Retries will make your system more durable in most cases, but do not make sense for messages that have no possibility of being processed. NServiceBus will by default send any message with a
MessageDeserializationException to the error queue without retrying it.
You can also define your own exceptions that will result in bypassing retries. This can be helpful in scenarios where you receive messages with invalid data or the data in the message is obsolete.
Use caution with this approach to handling invalid data. Consider that there is probably an expectation that the message is processed and you have created a situation where that is impossible.
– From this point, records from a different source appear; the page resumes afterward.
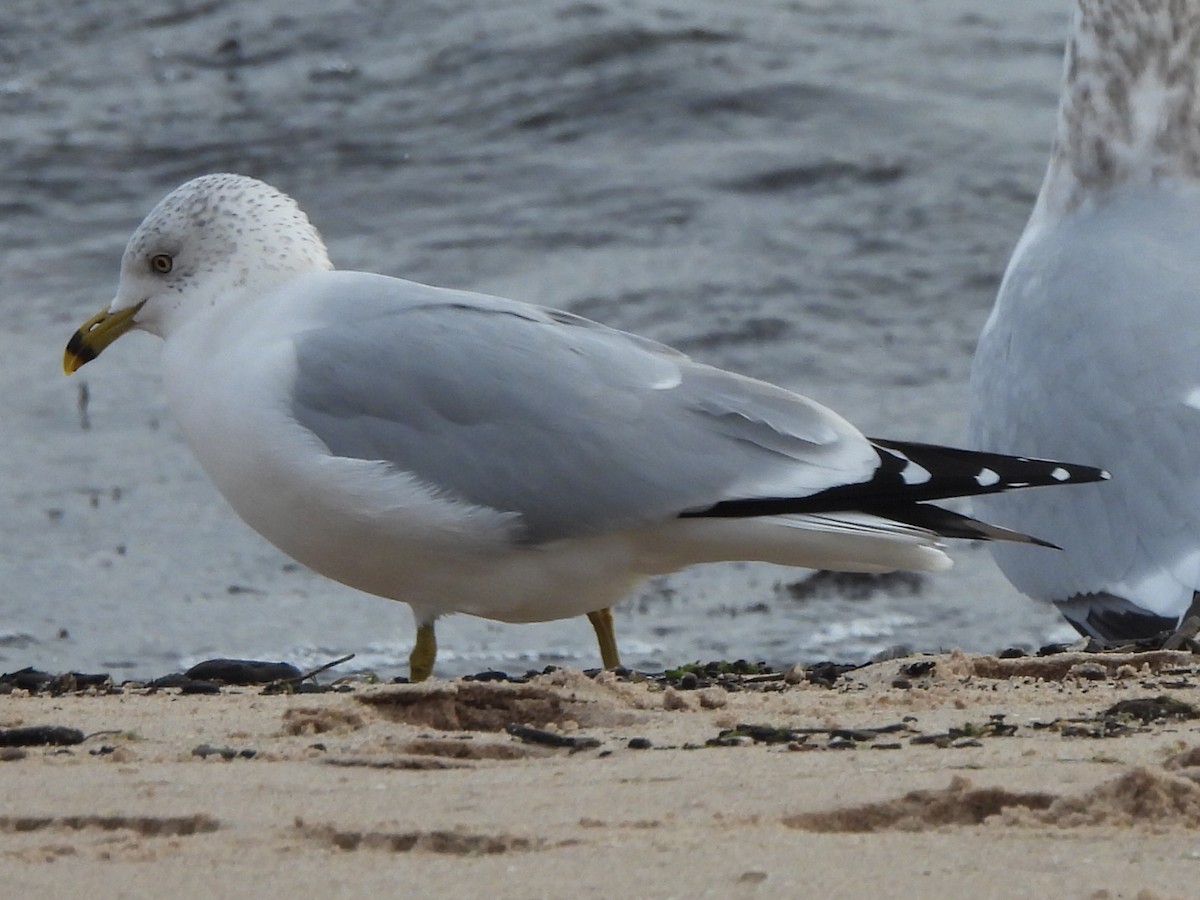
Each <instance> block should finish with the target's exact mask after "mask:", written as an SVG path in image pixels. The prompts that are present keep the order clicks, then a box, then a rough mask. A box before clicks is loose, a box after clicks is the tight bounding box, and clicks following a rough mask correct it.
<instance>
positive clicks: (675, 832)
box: [0, 650, 1200, 900]
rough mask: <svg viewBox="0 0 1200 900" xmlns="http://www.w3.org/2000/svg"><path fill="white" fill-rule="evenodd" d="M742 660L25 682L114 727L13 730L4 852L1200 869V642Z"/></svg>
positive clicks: (694, 891) (325, 879) (407, 859)
mask: <svg viewBox="0 0 1200 900" xmlns="http://www.w3.org/2000/svg"><path fill="white" fill-rule="evenodd" d="M739 678H740V680H738V678H732V679H726V682H725V683H714V684H708V685H707V686H706V682H704V680H703V679H697V682H696V686H695V688H691V689H684V688H680V686H664V685H662V684H660V683H655V682H641V680H623V679H622V678H618V677H616V676H613V674H612V673H601V674H600V676H598V677H588V676H586V674H583V673H582V672H578V671H572V670H558V671H554V672H551V673H550V674H544V676H538V677H534V678H532V679H529V680H528V682H524V683H504V682H481V680H463V679H457V680H439V679H433V680H432V682H428V683H426V684H421V685H402V684H379V685H366V684H362V683H350V684H348V685H347V686H346V688H343V689H342V690H340V691H328V692H322V694H290V695H289V694H275V695H265V694H264V692H263V691H262V689H260V688H253V686H246V688H224V689H223V690H222V691H221V692H220V694H218V695H216V696H210V695H185V694H181V692H180V691H179V690H178V689H161V690H156V691H151V690H146V689H130V690H125V691H122V692H119V694H107V692H103V691H102V690H100V689H96V688H90V689H85V690H83V691H79V692H76V694H61V695H59V696H50V695H48V694H42V695H32V696H31V695H29V694H28V692H25V691H20V690H17V691H13V692H11V694H7V695H4V696H0V728H2V730H7V728H18V727H31V726H58V727H67V728H76V730H78V731H79V732H82V733H83V734H85V736H89V737H88V738H86V739H85V740H83V742H82V743H79V744H74V745H71V746H26V748H19V749H12V748H10V749H6V750H5V751H4V754H0V757H2V762H0V782H2V792H4V797H5V803H4V811H2V812H0V852H2V854H4V857H5V859H6V866H7V869H8V871H10V884H11V886H12V888H11V889H12V890H13V892H14V895H20V896H29V898H40V896H47V898H48V896H56V898H68V896H80V898H82V896H85V895H88V896H91V895H95V893H96V890H97V888H100V887H101V886H108V887H109V888H114V889H115V888H116V887H118V886H120V889H121V895H122V896H162V895H164V894H167V893H168V892H169V893H170V894H173V895H175V896H179V898H192V896H196V898H199V896H214V895H216V896H238V895H248V894H250V893H254V894H262V895H266V896H275V895H284V893H286V895H288V896H299V898H304V896H314V898H316V896H320V898H329V896H361V895H364V894H366V892H367V890H389V889H390V890H395V889H396V887H398V886H401V884H406V886H408V888H407V889H412V890H413V892H414V893H421V894H425V895H433V896H478V895H482V894H488V895H493V896H504V898H509V896H511V898H530V896H547V898H551V896H568V895H570V896H586V898H587V896H596V898H599V896H610V895H612V894H614V893H623V894H625V895H631V896H650V898H660V896H661V898H667V896H677V895H678V896H682V895H689V896H760V895H763V896H766V895H784V896H809V895H812V896H816V895H835V896H852V895H853V896H863V895H869V894H877V895H881V896H889V898H894V896H914V898H916V896H925V898H929V896H955V895H962V894H970V895H972V896H978V898H989V896H995V898H1001V896H1004V898H1016V896H1043V895H1045V894H1046V892H1054V893H1055V894H1056V895H1060V896H1078V898H1109V896H1111V898H1116V896H1127V898H1133V896H1138V898H1142V900H1156V899H1158V900H1160V899H1162V898H1175V896H1180V898H1183V896H1188V895H1189V894H1190V893H1192V892H1193V886H1194V882H1195V877H1196V876H1198V875H1200V851H1198V850H1196V845H1195V841H1194V836H1193V833H1192V830H1190V829H1193V828H1195V827H1196V826H1198V824H1200V784H1198V782H1200V719H1195V718H1183V716H1194V715H1196V709H1195V706H1196V704H1200V689H1198V683H1200V658H1196V656H1194V655H1192V654H1189V653H1183V652H1163V650H1158V652H1148V653H1140V654H1117V653H1108V654H1104V653H1102V654H1096V653H1092V654H1058V655H1056V656H1045V658H1034V656H1027V658H1020V659H1008V660H1004V659H998V658H995V656H986V655H974V654H964V653H958V652H955V653H948V654H940V655H922V656H916V658H906V659H899V660H888V661H886V662H878V664H872V665H870V666H866V667H863V668H858V670H854V671H852V672H847V673H845V674H842V676H841V677H840V678H838V680H836V682H835V683H834V685H833V686H832V688H826V686H818V685H815V684H811V683H809V682H804V680H800V682H798V683H794V684H790V683H787V682H786V680H784V678H782V677H779V678H775V679H768V680H762V679H761V678H760V680H752V679H755V678H756V677H755V676H743V677H739ZM1160 697H1164V698H1166V700H1163V701H1160V700H1158V698H1160ZM1130 701H1133V702H1132V703H1130ZM1118 704H1121V706H1118ZM1156 704H1157V706H1156ZM512 725H521V726H524V728H526V730H524V731H522V730H521V728H510V727H509V726H512ZM514 732H515V733H514ZM2 733H4V732H2V731H0V736H2ZM547 734H548V736H551V737H550V738H546V737H542V736H547ZM556 738H557V740H556ZM547 742H548V743H547ZM552 744H558V745H552ZM1064 886H1068V887H1066V889H1064ZM1104 892H1108V893H1104ZM1139 892H1140V893H1139Z"/></svg>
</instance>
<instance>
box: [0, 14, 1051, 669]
mask: <svg viewBox="0 0 1200 900" xmlns="http://www.w3.org/2000/svg"><path fill="white" fill-rule="evenodd" d="M1067 14H1068V4H1067V2H1064V1H1058V0H1009V1H1008V2H1006V4H1002V5H1000V4H988V2H983V1H982V0H828V1H827V2H818V1H812V2H808V1H802V0H755V1H754V2H738V4H732V2H728V0H406V1H404V2H391V1H390V0H358V1H355V0H320V1H319V2H318V1H317V0H163V1H161V2H151V4H146V2H143V1H142V0H91V1H90V2H89V1H88V0H77V1H76V2H71V4H46V2H42V1H41V0H7V2H6V4H5V8H4V11H2V12H0V115H2V120H4V124H5V127H4V128H2V130H0V158H2V160H4V166H2V167H0V283H2V286H4V299H2V301H0V310H2V314H4V329H2V331H0V385H2V390H0V541H2V542H0V668H4V670H13V668H18V667H20V666H25V665H34V666H38V667H42V668H49V670H56V671H61V670H67V668H76V670H101V668H103V670H109V671H113V672H114V674H118V676H122V677H132V676H145V674H158V673H162V672H164V671H168V670H170V668H175V667H178V666H180V665H187V664H191V662H193V661H197V660H199V659H204V658H206V656H211V655H247V656H258V658H271V659H288V660H292V661H296V662H306V661H308V660H325V659H328V658H329V656H331V655H335V654H341V653H343V652H356V653H359V654H360V655H359V659H358V662H359V664H361V665H364V666H368V667H374V668H377V670H378V671H380V673H384V674H395V673H402V672H404V671H407V666H406V659H407V653H408V649H409V646H410V642H412V638H413V626H412V620H410V617H409V614H408V611H407V607H403V606H401V605H398V604H395V602H390V601H385V600H379V599H376V598H371V596H366V595H362V594H359V593H356V592H353V590H350V589H348V588H343V587H341V586H337V584H332V583H330V582H328V581H325V580H323V578H320V577H318V576H316V575H312V574H311V572H308V571H306V570H304V569H301V568H299V566H296V565H295V564H293V563H290V562H289V560H288V559H287V558H284V557H283V556H282V554H280V553H278V552H277V551H275V550H274V548H272V547H271V546H269V545H268V544H265V541H263V540H262V539H259V538H258V536H257V535H256V534H254V533H252V532H251V530H250V529H248V528H247V527H246V526H244V524H242V523H241V522H240V521H239V520H238V518H236V517H235V516H234V515H233V512H232V511H230V510H229V509H228V508H227V506H226V505H224V502H223V500H222V499H221V498H220V496H218V494H217V493H216V491H215V490H214V488H212V487H211V486H210V485H209V484H208V481H206V480H205V478H204V475H203V474H202V473H200V470H199V468H198V466H197V464H196V463H194V462H193V461H192V458H191V456H190V454H188V452H187V450H186V448H185V446H184V444H182V442H181V438H180V436H179V432H178V431H176V428H175V425H174V422H173V421H172V419H170V415H169V414H168V413H167V410H166V408H164V406H163V398H162V392H161V389H160V382H158V367H157V358H158V346H157V341H156V340H155V338H151V337H149V336H143V335H137V336H133V337H130V338H126V340H125V341H122V342H121V344H120V346H119V349H118V350H115V352H113V353H112V354H110V355H106V356H104V358H103V360H102V361H100V362H97V364H94V365H91V366H89V367H88V368H86V370H84V371H83V372H80V373H79V374H78V376H76V377H74V378H71V379H67V378H65V377H62V376H61V373H60V360H61V350H62V346H64V343H65V342H66V338H67V337H68V336H70V334H71V331H72V330H73V329H74V328H76V326H77V325H78V324H79V323H80V322H82V320H83V319H84V318H86V317H88V316H90V314H91V313H92V312H95V311H96V310H97V308H100V307H101V306H102V305H104V304H107V302H108V300H109V299H110V298H112V293H113V290H114V288H115V283H116V275H118V265H119V260H120V254H121V251H122V248H124V245H125V241H126V239H127V236H128V234H130V232H131V230H132V229H133V228H134V226H136V224H137V223H138V222H139V221H140V218H142V216H143V215H144V214H145V212H146V211H148V210H149V209H150V206H151V205H152V204H154V203H156V202H157V200H158V198H160V197H161V196H162V194H164V193H166V192H167V191H168V190H170V188H172V187H174V186H175V185H176V184H179V182H181V181H184V180H185V179H187V178H190V176H193V175H197V174H202V173H205V172H215V170H233V172H241V173H245V174H250V175H254V176H258V178H262V179H264V180H266V181H269V182H271V184H274V185H276V186H277V187H280V188H282V190H284V191H287V192H288V193H290V194H293V196H294V197H295V198H296V199H298V200H299V202H300V204H301V205H302V206H304V209H305V210H306V211H307V212H308V215H310V216H311V218H312V220H313V222H314V223H316V224H317V227H318V228H319V229H320V230H322V232H323V234H324V235H325V238H326V240H328V242H329V246H330V251H331V253H332V257H334V259H335V263H336V264H337V265H338V266H340V268H347V269H366V270H373V271H380V272H386V274H391V275H398V276H403V277H407V278H413V280H416V281H426V282H431V283H437V284H445V286H452V287H460V288H470V289H475V290H484V292H488V293H496V294H503V295H509V296H515V298H520V299H524V300H530V301H534V302H539V304H546V305H551V306H556V307H560V308H566V310H570V311H572V312H576V313H580V314H583V316H587V317H590V318H595V319H599V320H601V322H605V323H607V324H611V325H614V326H618V328H623V329H628V330H632V331H637V332H641V334H644V335H648V336H650V337H654V338H656V340H660V341H664V342H666V343H670V344H673V346H676V347H678V348H680V349H683V350H685V352H688V353H690V354H692V355H694V356H696V358H698V359H702V360H704V361H707V362H713V364H716V365H720V366H725V367H730V368H734V370H737V371H740V372H745V373H748V374H751V376H756V377H760V378H764V379H768V380H773V382H776V383H780V384H782V385H786V386H790V388H794V389H799V390H802V391H803V392H805V394H808V395H810V396H812V397H815V398H817V400H820V401H822V402H824V403H828V404H829V406H832V407H834V408H835V409H838V410H839V412H841V413H842V414H845V415H846V416H847V418H850V419H851V420H852V421H854V422H856V424H857V425H859V426H860V427H863V428H864V430H865V431H866V432H868V433H872V434H878V436H886V437H896V438H906V439H914V440H931V442H947V443H961V440H962V426H964V404H965V385H966V378H967V371H968V366H970V359H971V353H972V349H973V346H974V340H976V336H977V335H978V331H979V329H980V326H982V324H983V320H984V318H985V316H986V312H988V310H989V307H990V304H991V300H992V298H994V294H995V290H996V287H997V284H998V280H1000V276H1001V274H1002V271H1003V266H1004V263H1006V260H1007V257H1008V253H1009V251H1010V250H1012V246H1013V244H1014V242H1015V240H1016V238H1018V235H1019V234H1020V230H1021V228H1022V226H1024V221H1025V217H1026V216H1027V214H1028V211H1030V209H1031V206H1032V203H1033V199H1034V196H1036V192H1037V187H1038V185H1039V182H1040V178H1042V173H1043V168H1044V163H1045V158H1046V154H1048V149H1049V140H1050V136H1051V130H1052V122H1054V109H1055V103H1056V96H1057V85H1058V73H1060V65H1061V64H1060V59H1061V47H1062V40H1063V37H1064V35H1066V25H1067ZM1033 552H1038V551H1033ZM1046 552H1049V551H1046ZM953 554H954V557H955V559H956V562H958V565H956V568H955V569H954V570H953V571H952V572H949V574H946V575H937V576H929V577H919V578H893V580H884V581H881V582H880V583H878V584H875V586H869V587H866V588H864V587H863V586H851V587H853V588H856V589H852V590H848V589H846V588H845V586H838V584H833V586H823V587H821V586H818V584H814V583H802V584H800V587H794V586H796V584H797V583H798V582H804V580H805V577H806V575H808V574H806V572H804V571H798V570H786V569H776V568H772V566H763V565H721V566H706V568H702V569H695V570H690V571H688V572H683V574H680V575H677V576H671V577H667V578H660V580H655V581H653V582H650V583H649V584H648V586H647V587H646V589H644V590H642V592H641V593H640V594H637V595H636V596H634V598H631V599H630V600H629V601H628V602H625V604H623V605H622V606H620V607H618V610H617V628H618V636H619V638H620V642H622V648H623V652H624V656H625V661H626V662H628V664H630V665H634V666H638V667H659V668H660V667H662V666H665V665H668V664H678V662H682V661H688V660H694V659H714V658H737V656H744V658H749V659H760V660H767V661H772V662H778V664H784V662H791V661H796V660H811V659H826V658H833V659H838V660H858V659H864V658H866V656H869V655H870V654H872V653H875V652H877V650H880V649H882V648H886V647H888V646H892V644H896V643H906V644H910V646H912V647H914V648H917V649H938V648H946V647H962V648H966V649H977V650H991V649H996V648H998V647H1003V646H1010V644H1038V643H1042V642H1044V641H1046V640H1060V638H1062V637H1064V636H1066V635H1068V634H1069V632H1068V631H1067V630H1066V629H1064V628H1063V626H1062V625H1061V624H1060V622H1058V618H1057V616H1056V614H1055V613H1054V612H1051V611H1050V610H1046V608H1044V607H1040V606H1037V605H1034V604H1033V602H1032V601H1027V600H1025V599H1024V598H1021V596H1019V595H1018V594H1016V593H1015V592H1014V590H1013V589H1012V588H1010V587H1009V586H1008V584H1007V582H1004V581H1003V578H1002V577H1001V576H1000V574H998V571H997V570H996V569H995V566H994V565H992V564H991V560H990V558H989V557H988V554H986V552H985V550H984V548H983V547H979V546H971V545H955V546H954V547H953ZM439 638H440V643H442V654H440V656H439V672H440V673H443V674H455V673H462V672H468V671H478V670H480V668H486V667H491V666H497V667H502V668H503V667H508V668H509V670H511V671H521V670H522V668H523V667H526V666H541V665H544V664H546V662H565V664H569V665H578V666H584V667H586V666H593V665H596V664H598V659H596V652H595V647H594V641H593V636H592V632H590V629H589V626H588V624H587V622H586V620H584V619H582V618H580V619H572V620H566V622H558V623H548V624H544V625H500V624H496V623H490V622H485V620H480V619H472V618H468V617H454V618H450V619H446V620H444V622H443V624H442V625H440V626H439Z"/></svg>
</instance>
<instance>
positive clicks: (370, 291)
mask: <svg viewBox="0 0 1200 900" xmlns="http://www.w3.org/2000/svg"><path fill="white" fill-rule="evenodd" d="M342 275H348V276H352V277H350V278H343V280H341V282H340V281H338V280H331V281H329V286H328V287H326V288H324V289H325V290H326V292H328V290H337V292H340V290H344V289H347V288H349V289H352V290H356V292H360V293H362V292H364V289H365V288H370V290H366V292H365V293H367V294H370V295H371V302H358V304H356V308H355V306H352V305H350V304H342V302H337V301H335V300H332V299H331V300H330V304H329V308H330V310H332V308H335V307H336V308H337V310H340V311H342V313H343V314H340V316H336V317H335V316H330V317H328V319H326V322H328V324H322V325H320V326H319V328H312V329H310V330H306V331H302V332H301V334H299V335H298V337H296V342H295V343H296V359H298V373H296V382H295V386H294V400H293V414H294V416H295V419H296V420H298V421H299V422H300V424H301V425H302V426H304V427H306V428H308V430H310V431H311V432H312V433H313V434H316V436H317V437H318V438H319V439H320V440H322V442H324V444H325V445H326V446H328V448H329V450H330V452H331V454H334V455H337V456H346V457H353V458H361V460H382V461H386V462H388V463H390V464H392V466H395V467H397V468H398V469H403V470H406V472H408V473H412V474H414V475H415V476H416V478H418V479H420V480H421V481H424V482H425V484H427V485H430V486H433V487H434V488H436V490H437V491H438V492H439V493H442V494H444V496H449V497H454V498H458V499H464V500H468V502H470V503H473V504H476V505H482V506H488V508H492V509H497V510H503V511H515V512H518V514H520V515H521V518H522V523H523V526H524V532H526V538H527V539H528V540H530V541H542V540H552V539H556V538H564V536H572V535H578V534H587V533H593V532H599V530H607V529H611V528H619V527H634V526H637V524H647V523H652V522H658V521H661V520H664V518H668V517H673V516H677V515H678V514H680V512H683V511H688V510H701V509H706V508H708V506H710V505H713V504H715V503H719V502H721V500H730V499H742V498H750V497H803V496H806V494H808V493H812V492H815V491H820V490H823V488H827V487H832V486H835V485H841V484H846V482H853V481H862V480H866V479H868V478H870V474H871V473H872V472H874V469H875V466H876V463H877V456H876V454H875V452H874V451H872V450H871V449H870V446H869V444H868V443H866V440H865V439H864V438H863V437H862V436H860V434H859V432H858V431H857V430H854V428H853V427H852V426H851V425H848V424H847V422H846V421H845V420H842V419H841V418H840V416H838V415H835V414H833V413H832V412H829V410H827V409H824V408H823V407H821V406H818V404H816V403H812V402H811V401H808V400H805V398H803V397H799V396H797V395H794V394H791V392H788V391H785V390H781V389H779V388H774V386H772V385H768V384H764V383H762V382H756V380H754V379H749V378H743V377H739V376H736V374H732V373H728V372H724V371H720V370H715V368H712V367H708V366H702V365H698V364H695V362H692V361H690V360H689V359H688V358H686V356H684V355H682V354H679V353H677V352H674V350H671V349H668V348H666V347H662V346H660V344H656V343H654V342H652V341H647V340H644V338H640V337H636V336H634V335H628V334H624V332H620V331H616V330H612V329H607V328H604V326H601V325H596V324H595V323H590V322H588V320H586V319H580V318H577V317H574V316H570V314H568V313H560V312H556V311H550V310H542V308H539V307H534V306H528V305H524V304H517V302H511V301H504V300H499V299H496V298H486V296H481V295H476V294H466V293H460V292H445V290H438V289H434V288H425V287H424V286H418V284H412V283H409V282H402V281H397V280H391V278H382V277H380V278H374V277H372V276H366V275H356V274H342ZM340 283H341V284H343V286H344V287H341V288H337V287H336V286H337V284H340ZM352 311H353V312H352Z"/></svg>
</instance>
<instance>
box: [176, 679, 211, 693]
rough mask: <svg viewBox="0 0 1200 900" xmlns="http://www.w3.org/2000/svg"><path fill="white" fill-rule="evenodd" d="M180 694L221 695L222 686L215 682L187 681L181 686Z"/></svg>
mask: <svg viewBox="0 0 1200 900" xmlns="http://www.w3.org/2000/svg"><path fill="white" fill-rule="evenodd" d="M179 692H180V694H220V692H221V685H220V684H216V683H214V682H197V680H192V679H188V680H185V682H184V683H182V684H181V685H179Z"/></svg>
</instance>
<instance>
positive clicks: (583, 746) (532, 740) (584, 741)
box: [504, 724, 600, 750]
mask: <svg viewBox="0 0 1200 900" xmlns="http://www.w3.org/2000/svg"><path fill="white" fill-rule="evenodd" d="M504 731H506V732H508V733H509V734H511V736H512V737H515V738H517V739H518V740H523V742H524V743H527V744H541V745H544V746H565V748H569V749H570V750H588V749H590V748H595V746H600V742H599V740H596V739H595V738H583V737H571V736H569V734H558V733H557V732H553V731H545V730H544V728H533V727H530V726H528V725H516V724H512V725H509V726H508V727H505V728H504Z"/></svg>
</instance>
Use this capability for handling invalid data only after you have considered other options like validating data before it is sent in a message.
Custom Recoverability Policy
Almost everything about the recovery policy can be customized. Some of the aspects of retries that can be customized include the following:
- Number of immediate and delayed retries for all messages
- Number of immediate and delayed retries for specific exceptions
- Duration of a delayed retry for all messages or specific messages
- Define unrecoverable exceptions that are sent to the error queue without retries
- Discard messages that no longer make sense to process based on exception type
Consider the scenario where you are integrated with an API that returns 503 (Service Unavailable) on a regular basis and you know it usually comes back in 5 minutes. This is a good case for a custom recoverability policy.
You can create a custom policy that will bypass the immediate retries and move right to a delayed retry scheduled for 5 minutes in the future. This policy reduces the load on your system and might actually make the API more reliable since your endpoint is not slamming it with requests every time the API stumbles.
Retries are a key component to making your distributed system resilient assuming you have a solid framework that implements this pattern. NServiceBus has a battle tested implementation of retries that works out of the box and can be easily customized to accommodate your specific requirements.
While NServiceBus has many other features, Recoverability alone justifies the cost.